独検察、スパイ容疑で元EU大使ら捜査 中国に情報提供か

【ベルリン=石川潤】ドイツの検察当局が欧州連合(EU)元大使など3人を中国のためにスパイ活動をした疑いで捜査していることが分かった。
15日にベルリンやブリュッセルなどにある住居や事務所を家宅捜索したと、独メディアなどが報じた。3人は逮捕されていないが、中国のスパイ活動への警戒が独国内で強まっている。

報道によると、3人のうちの1人は、2017年までEUで働いていたドイツ国籍を持つ外交官で、複数の国で大使を務めたことがあるという。同年にロビー活動を行う著名なコンサルタント会社に加わった後、中国の情報機関に個人情報などを提供していた疑いが持たれている。ほかの2人もロビイストで元外交官に協力した疑いがある。

ドイツでは中国がスパイ活動によって政府や企業の機密情報を盗み出しているとの不信感が根強くある。捜査の先行きは不透明だが、中国によるドイツや欧州でのスパイ活動の実態が明るみに出る可能性もある。
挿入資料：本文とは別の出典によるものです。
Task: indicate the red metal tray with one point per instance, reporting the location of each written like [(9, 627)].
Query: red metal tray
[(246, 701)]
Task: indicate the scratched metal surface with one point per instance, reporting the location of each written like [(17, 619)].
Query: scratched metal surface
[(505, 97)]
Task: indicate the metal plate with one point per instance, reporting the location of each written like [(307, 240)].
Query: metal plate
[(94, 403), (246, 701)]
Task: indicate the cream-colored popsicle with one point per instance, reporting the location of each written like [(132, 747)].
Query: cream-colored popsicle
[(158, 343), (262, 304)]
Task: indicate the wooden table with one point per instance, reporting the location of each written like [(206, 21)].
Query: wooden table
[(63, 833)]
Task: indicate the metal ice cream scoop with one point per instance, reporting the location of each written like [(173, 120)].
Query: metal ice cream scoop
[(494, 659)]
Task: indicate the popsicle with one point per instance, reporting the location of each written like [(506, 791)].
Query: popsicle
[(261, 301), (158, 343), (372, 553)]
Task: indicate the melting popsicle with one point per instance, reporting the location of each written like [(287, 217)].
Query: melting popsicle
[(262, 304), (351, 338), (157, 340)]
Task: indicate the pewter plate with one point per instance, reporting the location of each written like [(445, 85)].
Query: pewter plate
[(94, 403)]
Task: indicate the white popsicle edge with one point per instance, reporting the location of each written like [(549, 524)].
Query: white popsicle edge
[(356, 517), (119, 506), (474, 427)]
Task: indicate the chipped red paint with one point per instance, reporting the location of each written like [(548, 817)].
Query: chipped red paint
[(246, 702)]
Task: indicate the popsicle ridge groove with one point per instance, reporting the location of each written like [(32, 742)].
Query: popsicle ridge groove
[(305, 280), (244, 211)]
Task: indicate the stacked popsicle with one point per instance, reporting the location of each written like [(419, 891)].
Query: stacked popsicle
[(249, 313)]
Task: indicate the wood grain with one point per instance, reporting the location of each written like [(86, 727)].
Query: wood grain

ドイツでは、次世代通信網(5G)の構築に中国の通信機器最大手、華為技術(ファーウェイ)を参加させるかを議論している最中だ。メルケル政権はファーウェイを名指しでは排除しない方針を示しているが、今回の疑惑で外交や安全保障の関係者の警戒が強まれば、議論の行方にも影響を与えかねない。